Back a while ago, I was reading a story in the local paper about Shocking Numbers Of Kindergarten, First Grade Suspensions and thought I should write about it. I didn’t. Later that day, I wound up in a FB conversation with an old friend—very, very smart fellow, mostly in the science-and-money smarts—who claimed that Americans were less free than they had been. I pointed out that this was only conceivably true for values of American that don’t include women, Jews, people of African descent, people with physical disabilities, people with mental illnesses, etc, etc, etc. He then clarified that he was troubled by a diminishing respect for freedom of speech, as evidenced by both restrictive speech codes in colleges and restrictive speech norms in businesses, as well as that first grade boys are getting suspended from school for pointing their fingers in a gun shape and saying “bang”.
And it struck me, you see, that I really think that these things are intimately connected. Well, the parts that aren’t nonsense are intimately connected—the idea that speech norms are more restrictive now than at some particular point in the past, rather than restricting different things, is just blind ignorant. And part of that blind ignorance is the assumption that American means a particular kind of American, with particular mainstream views, or perhaps views close to one particular edge of the stream. A hundred years ago, you might be kicked out of college for expressing views that were not racist or sexist. Fifty years ago, you might be fired from work for expressing views that were not homophobic. Twenty-five years ago, when I was in an unusually liberal college, you would be shunned and possibly expelled (or informally made to understand you ought not return) for expressing racist views. Now, I expect, you could be shunned or expelled from many places for expressing homophobic views. The change in these things is connected to the expansion for what it means to be American.
I don’t mean to say that it has been uniform progress—it’s much, much more complicated than that. But on the whole, in a general sense, the arc of American-ness has gone out and down, towards including more people and different people. (Not altogether off this topic is Jon Bernstein on the changing national self-image) And it’s not actually easy to remember that, always—in much the same way that when you tour historic houses, it’s not easy to remember that there were more servants than owners. So if you think about the history of schools in America, you can look past that arc of American-ness and miss how much of America was not present in the schools of previous generations. The black kids, of course. The rural kids, the immigrant kids. The troubled kids. The crippled kids. The dumb kids. As we thought of them then. Kids that would have been in a “home” are now in schools, mostly; a lot of kids that might have died are now in schools, mostly.
So just as a fellow might very well say Americans and be thinking of, well, straight white men, or even straight white affluent well-educated men—or might be comparing (straight white well-educated male affluent) Americans of fifty years ago to (gloriously diverse) Americans today, a fellow might be comparing a classroom full of kids from a Golden Age to a classroom full of kids now, not realizing that there were an awful lot of kids that weren’t in that Golden Age classroom at all. You have to compare today’s classroom to yesterday’s classroom-field-orphanage-street-factory-hospital-cemetery.
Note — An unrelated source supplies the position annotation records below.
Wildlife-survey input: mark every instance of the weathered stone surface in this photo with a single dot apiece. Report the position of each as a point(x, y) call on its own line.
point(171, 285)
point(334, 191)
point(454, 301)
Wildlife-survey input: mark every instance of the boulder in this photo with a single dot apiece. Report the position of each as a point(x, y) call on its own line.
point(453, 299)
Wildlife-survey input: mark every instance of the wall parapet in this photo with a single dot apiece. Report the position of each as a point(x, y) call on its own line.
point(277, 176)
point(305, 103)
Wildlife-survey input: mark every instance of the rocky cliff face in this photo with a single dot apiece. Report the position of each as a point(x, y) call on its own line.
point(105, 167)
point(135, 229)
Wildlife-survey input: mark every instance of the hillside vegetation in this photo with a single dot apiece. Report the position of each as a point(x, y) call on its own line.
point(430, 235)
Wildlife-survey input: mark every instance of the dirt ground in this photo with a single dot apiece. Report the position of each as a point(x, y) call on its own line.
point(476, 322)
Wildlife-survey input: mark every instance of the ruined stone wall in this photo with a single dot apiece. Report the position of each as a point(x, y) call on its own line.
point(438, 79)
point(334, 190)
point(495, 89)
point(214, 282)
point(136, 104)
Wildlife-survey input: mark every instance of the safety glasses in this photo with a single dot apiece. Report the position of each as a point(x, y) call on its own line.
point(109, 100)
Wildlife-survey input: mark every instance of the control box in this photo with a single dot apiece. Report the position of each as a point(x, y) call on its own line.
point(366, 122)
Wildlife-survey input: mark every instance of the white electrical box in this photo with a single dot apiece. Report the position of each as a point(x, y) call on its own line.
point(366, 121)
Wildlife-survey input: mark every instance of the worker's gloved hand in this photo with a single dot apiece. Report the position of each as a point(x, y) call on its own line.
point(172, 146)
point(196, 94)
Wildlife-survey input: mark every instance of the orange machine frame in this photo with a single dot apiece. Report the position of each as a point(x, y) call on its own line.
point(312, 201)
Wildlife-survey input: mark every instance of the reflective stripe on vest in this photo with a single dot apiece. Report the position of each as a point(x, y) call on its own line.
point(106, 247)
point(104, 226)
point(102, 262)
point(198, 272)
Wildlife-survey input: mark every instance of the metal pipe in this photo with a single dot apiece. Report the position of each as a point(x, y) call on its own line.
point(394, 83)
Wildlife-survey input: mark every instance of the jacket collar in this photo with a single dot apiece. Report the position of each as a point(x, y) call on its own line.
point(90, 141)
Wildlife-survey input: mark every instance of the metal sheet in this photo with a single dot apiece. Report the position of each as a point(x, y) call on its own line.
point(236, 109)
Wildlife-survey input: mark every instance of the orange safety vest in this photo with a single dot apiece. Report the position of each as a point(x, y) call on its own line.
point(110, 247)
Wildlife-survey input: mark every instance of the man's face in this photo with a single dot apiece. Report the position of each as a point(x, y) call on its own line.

We are now coming close, finally in this generation, to fulfilling our theoretical commitment to universal education (within our borders). But as in so many areas we haven’t really thought about what it costs to actually do it. And education is really expensive. And a classroom of kids that speak different languages, have different disabilities and abilities, have different gender roles and expectations, different class roles and expectations, different cultural roles and expectations… see, that’s really, really expensive. And there will be failures. Not just because education doesn’t work, which is very true. Also, though, is that we’re attempting something really difficult, gloriously difficult, amazingly magnificently Americanly difficult. We’re attempting something worthy of us as a nation: educating everybody, together.
I’m just saying: it might help if we remember now and then that it’s a lot harder than putting a man on the moon.